On 17 May this year, the Fed’s IG Mark Bialek testified before the Senate banking committee and was once again dressed down by Warren.

“You have had a year and a half,” Warren reminded him. “You did not call out the trades that we can see. This is not strong oversight. In fact, it is not even competent oversight.

“It looks like, to anyone in the public, that you gave your boss a free pass and that’s not going to cut it here. 

“Even today, the Fed continues to stonewall Congress, stonewall the public on the underlying information about these trades. 

“This is why we are pushing for an independent IG,” she said.

The Fed’s IG is appointed by the central bank’s chair, reports to the chair, and serves at the pleasure of the chair.

Even more startling, the brief of the Fed’s IG is to oversee only the Fed’s board of governors. Apparently, Bialek had no authority to probe financial dealings by Fed regional bank presidents, according to a new WSoP investigation, much less to clear them of wrongdoing.

A bipartisan group of senators is exploring ethical and oversight reforms for the Fed, including making the central bank’s IG a presidential appointment to be confirmed by the Senate.

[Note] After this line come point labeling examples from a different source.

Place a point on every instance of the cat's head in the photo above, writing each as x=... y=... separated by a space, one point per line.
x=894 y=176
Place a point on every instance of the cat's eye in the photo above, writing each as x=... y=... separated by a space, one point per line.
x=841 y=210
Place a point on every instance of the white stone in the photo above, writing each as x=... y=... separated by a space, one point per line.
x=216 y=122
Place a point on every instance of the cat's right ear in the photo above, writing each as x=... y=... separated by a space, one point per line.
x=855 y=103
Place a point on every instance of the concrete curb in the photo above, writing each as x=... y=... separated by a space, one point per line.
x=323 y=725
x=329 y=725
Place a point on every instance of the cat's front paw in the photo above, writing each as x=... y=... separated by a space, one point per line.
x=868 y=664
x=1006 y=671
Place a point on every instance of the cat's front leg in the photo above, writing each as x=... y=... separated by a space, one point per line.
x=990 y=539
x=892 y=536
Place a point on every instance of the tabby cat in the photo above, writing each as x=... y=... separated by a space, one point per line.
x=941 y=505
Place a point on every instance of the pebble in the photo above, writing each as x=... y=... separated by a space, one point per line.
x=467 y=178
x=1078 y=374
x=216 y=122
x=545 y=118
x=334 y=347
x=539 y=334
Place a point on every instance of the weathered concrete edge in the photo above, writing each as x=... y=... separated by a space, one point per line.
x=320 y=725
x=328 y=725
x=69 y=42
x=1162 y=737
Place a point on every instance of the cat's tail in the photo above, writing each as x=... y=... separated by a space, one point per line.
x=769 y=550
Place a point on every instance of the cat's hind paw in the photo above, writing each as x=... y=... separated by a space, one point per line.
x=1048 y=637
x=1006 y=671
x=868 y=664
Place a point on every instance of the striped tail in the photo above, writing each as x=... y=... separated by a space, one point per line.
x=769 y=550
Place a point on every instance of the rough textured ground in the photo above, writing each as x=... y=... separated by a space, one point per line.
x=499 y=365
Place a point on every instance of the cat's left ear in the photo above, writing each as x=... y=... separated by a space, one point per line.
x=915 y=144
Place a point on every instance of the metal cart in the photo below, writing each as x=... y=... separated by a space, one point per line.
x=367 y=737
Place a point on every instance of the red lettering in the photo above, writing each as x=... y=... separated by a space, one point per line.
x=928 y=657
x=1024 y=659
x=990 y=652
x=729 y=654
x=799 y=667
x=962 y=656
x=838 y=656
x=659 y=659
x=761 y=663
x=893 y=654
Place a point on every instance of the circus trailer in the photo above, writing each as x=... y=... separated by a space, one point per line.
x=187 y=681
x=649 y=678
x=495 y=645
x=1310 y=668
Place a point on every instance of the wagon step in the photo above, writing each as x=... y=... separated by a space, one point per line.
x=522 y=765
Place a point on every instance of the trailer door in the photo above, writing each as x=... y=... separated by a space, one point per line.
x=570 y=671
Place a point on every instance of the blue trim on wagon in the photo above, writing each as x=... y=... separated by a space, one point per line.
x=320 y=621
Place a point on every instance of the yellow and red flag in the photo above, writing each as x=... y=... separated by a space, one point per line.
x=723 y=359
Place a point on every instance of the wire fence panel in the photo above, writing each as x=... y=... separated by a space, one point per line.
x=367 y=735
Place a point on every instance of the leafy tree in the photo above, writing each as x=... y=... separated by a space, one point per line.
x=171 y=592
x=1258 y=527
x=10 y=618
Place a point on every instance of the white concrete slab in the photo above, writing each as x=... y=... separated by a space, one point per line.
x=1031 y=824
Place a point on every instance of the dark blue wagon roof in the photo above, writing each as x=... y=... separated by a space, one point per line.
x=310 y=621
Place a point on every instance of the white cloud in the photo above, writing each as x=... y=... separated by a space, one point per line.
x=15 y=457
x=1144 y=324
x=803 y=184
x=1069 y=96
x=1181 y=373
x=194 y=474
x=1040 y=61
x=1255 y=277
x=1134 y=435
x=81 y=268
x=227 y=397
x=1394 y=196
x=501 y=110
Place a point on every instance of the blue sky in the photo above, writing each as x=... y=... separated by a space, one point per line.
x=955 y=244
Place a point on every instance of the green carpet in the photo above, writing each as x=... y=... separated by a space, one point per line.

The Fed’s secretive handling—or mishandling—of the entire incident “highlights the crazy, weird, Byzantine nature of the Fed,” political scientist Sarah Binder at George Washington University, author of a book on Fed politics, said in a 2021 New York Times interview. 

“It’s almost impossible to keep the rules straight, the lines of accountability straight,” she said. 

TRENDPOST: As we noted in “The Federal Reserve Mob: Gangsters Inc.”(11 Jan 2022), although lawmakers have called for an investigation into the Kaplan-Rosengren debacle by the Securities and Exchange Commission, which would have the power to bring criminal charges, it is likely that the any of the Fed’s inside trading Bankster Gang will suffer anything but embarrassment (if they’re capable of that).

TREND FORECAST: Other than Wall Street on Parade, there is virtually zero coverage of these dirty Bankster deals. And as we note, it is prosecution to the fullest for We the Little People of Slavelandia for minor offense while the Bigs get a slap on their wrist for committing billion-dollar dirty deals.

As the global economies decline and the rich get richer, prepare for our “OFF WITH THEIR HEADS 2.0” trend we forecast back in December 2019, when there was a global rise in anger directed at the 1 percent, that was already spreading globally prior to 2020’s COVID War, to accelerate.

Those demonstrations that were sweeping much of the globe were halted when the government used the COVID War to restrict street protests. 

As Gerald Celente has long noted, “When people lose everything and have nothing left to lose, they lose it.” And many are “losing it.” With the rich getting richer, the elites become more “elite’ and there will be uprisings to bring them down.

With the gap between the rich and poor widening, so, too, will the animosity between the “haves” and “have nots.” And as the Bigs keep getting bigger, income inequality will be a key platform in the formation of new political parties across the globe.